The John Alaimo Trio, which claims a repertoire of over 300 tunes, kicked off the summer of jazz on the Vineyard at Lola’s last Saturday. While Mr. Alaimo, a Vineyard veteran of 17 years, preferred to downplay his role and just play the piano, organizers said the night was in his honor. “It’s just a pleasure [to play with John],” said Michael Tinus, a member of the trio and also a music teacher at the Martha’s Vineyard Regional High School. “He just plays a few notes and off we go!” Watching John and his friends perform, it’s clear they are having fun. The grins are ear-to-ear as they play crowd favorites such as The Jody Grind by Horace Silver.

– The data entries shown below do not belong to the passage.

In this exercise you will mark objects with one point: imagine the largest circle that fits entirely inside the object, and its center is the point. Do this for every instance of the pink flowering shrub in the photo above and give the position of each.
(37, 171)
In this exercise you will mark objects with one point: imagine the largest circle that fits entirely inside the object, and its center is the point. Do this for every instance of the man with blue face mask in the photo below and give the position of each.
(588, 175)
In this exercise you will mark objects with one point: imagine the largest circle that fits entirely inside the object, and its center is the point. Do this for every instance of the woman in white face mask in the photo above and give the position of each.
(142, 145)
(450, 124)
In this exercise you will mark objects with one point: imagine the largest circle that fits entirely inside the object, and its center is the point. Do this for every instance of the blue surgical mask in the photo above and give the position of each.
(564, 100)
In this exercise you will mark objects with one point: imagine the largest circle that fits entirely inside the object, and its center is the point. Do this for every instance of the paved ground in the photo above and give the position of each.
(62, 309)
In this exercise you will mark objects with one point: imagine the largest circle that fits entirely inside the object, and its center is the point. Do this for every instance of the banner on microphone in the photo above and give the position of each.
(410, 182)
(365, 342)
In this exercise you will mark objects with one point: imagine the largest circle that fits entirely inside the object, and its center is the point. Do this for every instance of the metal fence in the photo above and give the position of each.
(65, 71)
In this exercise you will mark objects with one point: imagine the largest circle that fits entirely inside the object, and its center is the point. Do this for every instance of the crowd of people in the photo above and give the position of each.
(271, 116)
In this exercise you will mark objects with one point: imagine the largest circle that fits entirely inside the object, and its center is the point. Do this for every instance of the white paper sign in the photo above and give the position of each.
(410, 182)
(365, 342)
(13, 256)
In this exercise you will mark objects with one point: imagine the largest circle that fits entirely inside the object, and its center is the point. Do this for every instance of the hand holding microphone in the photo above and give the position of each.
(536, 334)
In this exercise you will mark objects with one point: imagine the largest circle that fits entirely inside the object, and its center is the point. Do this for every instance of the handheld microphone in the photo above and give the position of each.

The trio adroitly performs the classic balancing act between improvisation and form that is the challenge facing any serious jazz musician. “There’s a road map but from there you can go anywhere,” Mr. Tinus explains. He cites influences as divergent as Charles Mingus and Led Zeppelin. But lately, after reading a biography of Miles Davis, he finds himself more impressed with the iconic jazzer than ever. “They [Miles and Charlie Parker] practiced 13 to 15 hours a day for three years,” Mr. Tinus said. “Do you realize how much time that leaves for sleep? That level of dedication is what drives me.”
Taurus Biskis, the drummer in the trio, is ecstatic to be reunited with his friends — Saturday marked the first time they had played together in two years. “We used to play at Atria, but now they’re cutting funds on jazz,” he said, bemoaning the lack of live music at most Island venues. He finished by proclaiming jazz the “most impressive American art form, sonically.”
In something of a testament to the insular quality of the Island, one of Mr. Tinus’s students, Evan Hall, was the leader of the other group playing that night. “What are you doing here, punk?” teacher jokingly chided student between sets. Evan, who heads to Berklee College of Music in the fall on a Gates Millenium scholarship, laughed. Mr. Hall’s band, which features another student heading to Berklee, Josh Stallings, on drums and Zion Morris on bass, was once known as Mourning Sons but now calls itself Echoes of Accord. The young group drew a smattering of industry insiders including Will Smith’s producer. “That’s how it happens,” said Norman Hall, Evan’s father and organizer of the jazz festival. “Everything happens, the energy kicks in.”
Performers for the festival include Nina Freelon, Jimmy Heath, Antonio Hart, Al Shackman, and the newly formed Martha’s Vineyard Jazz Quartet (including John Alaimo and Mike Tinus).
But the jazz doesn’t end with the festival.
“The festival is one component of creating a permanent presence of jazz on the Island,” said Mr. Lee, who plans to create the Martha’s Vineyard Jazz Society as well as the Martha’s Vineyard Jazz Institute, a summer program that would allow up-and-coming kids to connect with older masters. “We hope everybody will come out and support this inaugural event,” Mr. Lee said. “Early supporters are important.”
The festival also is a benefit; $5 from every ticket will be donated to the Featherstone Center for the Arts in Oak Bluffs.
This article has been changed from the original to correct a spelling error.